Putting her palette and brush down on the wooden orange crate that stood beside her easel for that purpose, she dragged another orange crate over to the window and sat down.

“Take the way she is with men,” Jilly said. “Either nobody’s interested in her, or she’s utterly convinced some guy’s crazy about her. She never gives a relationship a chance to grow. It’s got to be all or nothing, right off the bat.”

“Yeah, but—”

“And it’s not just guys. It’s everything. She either has to be able to buy the best quality new blouse or dress, or she won’t buy it at all. She either has to eat five desserts, or not have dinner at all.”

Wendy found herself reluctantly nodding in agreement. There were times when Brenda could just drive her crazy, too.

“So does it bug you?” she asked.

“Of course it bugs me,” Jilly said. “But you have to put up with your friends’ shortcomings—just like you hope they’ll put up with yours. Under all her anxieties and compulsive behavior has got to be one of the nicest, warmest people I know. What’s saddest, I suppose, is that
she
doesn’t know it.”

“So what should we do?”

“Just like we always do—be there for her when she needs us.”

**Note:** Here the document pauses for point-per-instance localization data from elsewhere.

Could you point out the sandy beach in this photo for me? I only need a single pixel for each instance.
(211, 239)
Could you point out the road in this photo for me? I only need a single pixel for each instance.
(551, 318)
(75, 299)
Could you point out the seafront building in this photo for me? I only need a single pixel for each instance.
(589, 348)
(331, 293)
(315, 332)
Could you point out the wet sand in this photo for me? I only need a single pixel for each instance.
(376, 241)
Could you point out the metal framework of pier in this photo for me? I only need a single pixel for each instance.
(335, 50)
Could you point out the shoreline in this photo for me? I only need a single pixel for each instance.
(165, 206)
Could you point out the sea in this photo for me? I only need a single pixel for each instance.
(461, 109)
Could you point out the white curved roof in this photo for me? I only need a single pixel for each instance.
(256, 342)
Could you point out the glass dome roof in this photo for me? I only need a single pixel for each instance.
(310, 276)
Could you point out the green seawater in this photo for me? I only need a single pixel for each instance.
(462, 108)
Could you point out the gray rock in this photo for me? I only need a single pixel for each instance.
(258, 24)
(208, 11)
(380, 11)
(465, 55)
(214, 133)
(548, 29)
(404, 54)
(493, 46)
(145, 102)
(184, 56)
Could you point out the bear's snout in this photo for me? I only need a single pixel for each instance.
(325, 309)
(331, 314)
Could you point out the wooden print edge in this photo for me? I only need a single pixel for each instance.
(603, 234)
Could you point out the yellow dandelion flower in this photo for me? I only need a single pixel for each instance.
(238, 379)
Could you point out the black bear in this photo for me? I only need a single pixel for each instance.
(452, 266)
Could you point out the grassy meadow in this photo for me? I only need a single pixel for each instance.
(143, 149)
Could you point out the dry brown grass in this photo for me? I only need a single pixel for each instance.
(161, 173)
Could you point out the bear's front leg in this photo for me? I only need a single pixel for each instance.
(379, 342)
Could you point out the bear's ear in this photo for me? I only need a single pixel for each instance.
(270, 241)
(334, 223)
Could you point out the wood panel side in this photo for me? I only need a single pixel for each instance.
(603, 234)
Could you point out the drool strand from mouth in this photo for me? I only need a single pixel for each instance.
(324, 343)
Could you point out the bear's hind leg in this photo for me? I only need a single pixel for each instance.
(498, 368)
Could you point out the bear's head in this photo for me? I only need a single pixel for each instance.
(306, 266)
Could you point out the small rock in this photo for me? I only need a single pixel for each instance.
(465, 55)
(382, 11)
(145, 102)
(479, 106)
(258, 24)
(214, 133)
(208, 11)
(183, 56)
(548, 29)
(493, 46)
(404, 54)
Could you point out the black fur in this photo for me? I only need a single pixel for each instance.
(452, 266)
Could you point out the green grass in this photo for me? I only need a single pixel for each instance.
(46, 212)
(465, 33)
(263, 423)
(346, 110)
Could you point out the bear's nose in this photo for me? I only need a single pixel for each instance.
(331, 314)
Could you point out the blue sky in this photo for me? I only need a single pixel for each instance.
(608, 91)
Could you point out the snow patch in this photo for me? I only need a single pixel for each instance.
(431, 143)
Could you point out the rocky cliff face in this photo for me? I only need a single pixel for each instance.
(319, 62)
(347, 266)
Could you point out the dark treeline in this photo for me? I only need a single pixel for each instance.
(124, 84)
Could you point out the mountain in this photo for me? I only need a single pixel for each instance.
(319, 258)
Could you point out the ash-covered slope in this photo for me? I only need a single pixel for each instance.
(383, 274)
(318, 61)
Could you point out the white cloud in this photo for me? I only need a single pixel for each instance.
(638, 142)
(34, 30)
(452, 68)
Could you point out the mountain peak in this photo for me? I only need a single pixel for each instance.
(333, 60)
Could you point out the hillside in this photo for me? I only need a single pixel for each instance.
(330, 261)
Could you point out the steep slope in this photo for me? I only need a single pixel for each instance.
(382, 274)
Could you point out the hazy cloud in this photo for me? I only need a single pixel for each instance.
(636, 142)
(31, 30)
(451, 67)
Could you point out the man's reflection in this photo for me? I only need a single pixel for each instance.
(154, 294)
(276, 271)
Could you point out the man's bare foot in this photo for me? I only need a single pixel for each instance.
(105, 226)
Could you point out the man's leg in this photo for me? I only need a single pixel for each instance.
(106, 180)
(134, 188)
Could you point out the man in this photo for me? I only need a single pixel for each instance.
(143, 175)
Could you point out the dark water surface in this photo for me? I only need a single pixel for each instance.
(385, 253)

“I suppose,” Wendy said. “You know, I hate to say this, but I think what she really needs is a man in her life—a good, solid, dependable man who cares about her. I think that’d straighten up half the problems in her life.”

“I think she’s got one,” Jilly said. “That is, unless she screws this one up by going to the other extreme and suddenly playing too hard to get.”

“What do you mean?”

Jilly leaned forward. “You know the guy she met at the bus stop?”

“Jim?”

“Uh-huh. Well, it turns out he works at the Newford School of Art.” “He’s an artist?”